Visual QuickStart Guide: iCloud
Author: Tom Negrino
Publisher: Peachpit Press
Price: US $24.99
When Lion and iOS 5 were released, I timidly stepped into the Apple iCloud experience and began using some of its offerings. Although I still do not use all of the iCloud features, what I have chosen to enable has been through my own trial and error approach. For those of you that have not yet ventured into the iCloud, the iCloud: Visual QuickStart Guide will definitely allow this to happen with ease.
Author Tom Negrino presents a well illustrated and detailed step by step guide explaining how one sets up and uses each of the current features available in the Apple iCloud. The ten chapters in this 195 page instructional book are appropriately structured to cover the entire process and allow quick reference to each of the iCloud features. The book also provides a detailed eleven page index.
The book was written in the fall of 2011 and the author does point out limitations of this initial iCloud release that hopefully will be improved in future updates. He also addresses the transition from MobileMe to the iCloud. I never used MobileMe so features that did not transition to the iCloud were not a concern for me, but should be of interest to those who were previously adept with the service.
The iCloud: Visual QuickStart Guide addresses the hardware and software requirements for the Mac and iOS devices and includes the Windows PC platforms. I especially liked the information and instructions provided covering how to configure iCloud on the applicable devices. The author nicely addresses the current, and somewhat disappointing, web interface to the iCloud from the Mac and Windows PC. The author takes you through the necessary steps to interact with the iCloud after logging in at the iCloud web site. Having to log in to a web site instead of having this interface imbedded in the operating system seems unfinished and inviting an update. Hopefully, a future release of the iCloud will improve this interface.
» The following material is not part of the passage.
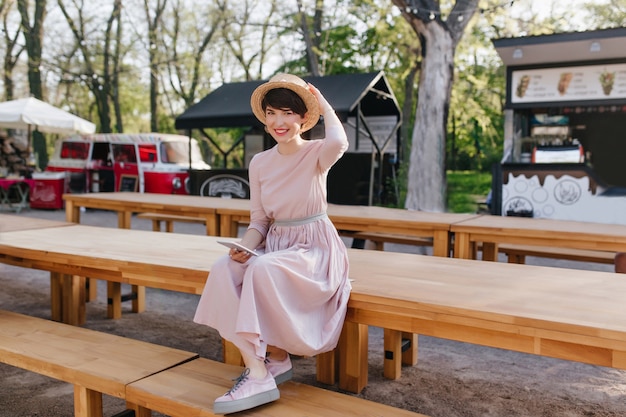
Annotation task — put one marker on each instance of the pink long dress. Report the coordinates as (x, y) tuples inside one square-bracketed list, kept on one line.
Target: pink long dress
[(294, 296)]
I did identify a minor discrepancy in the chapter that addressed using Notes, and I forwarded my concerns to the publisher. The default account that is shown in an illustration in configuring Notes on an iOS device is not available on all iOS devices. The default account is correctly displayed on my iPod touch as shown in Figure 1 but is missing on my iPad as shown in Figure 2.
I had a good long telephone conversation with the author regarding this discrepancy, and unfortunately neither of us was able to determine the cause. Extensive efforts by the author to reproduce what I was seeing and what his book shows failed to uncover the reason why we were getting different results. I also spent a good deal of time attempting to reproduce what the book illustrates, and was unsuccessful. The discrepancy is essentially cosmetic and does not preclude configuring Notes on the iCloud.
Another minor problem I had with the paperback version of the book was the small size of some of the screenshot illustrations made it difficult to read the verbiage. The eBook version in iBooks is much better. The screenshot illustrations are all very readable in the portrait orientation, less so in the landscape orientation because of their reduction in size. In the PDF version of the book, the screenshot illustrations are very good and can be zoomed in. They will pixelate if you zoom in too much. The screenshot illustrations in the PDF version viewed on the Kindle app on my iPad were also very good and they will also pixelate if zoomed in too much.
If you are interested in going to the iCloud, this book is a very good addition to your library. The eBook version is available on iBooks for US $9.99. In my opinion, the eBook version is the better value, both in cost and in readability. I suggest you check your favorite bookstore or on-line book and eBook source for the latest sales prices.
Therefore, I am awarding the paperback book a MyMac.com Review Rating: 8 out of 10 and the eBook a 9 out of 10.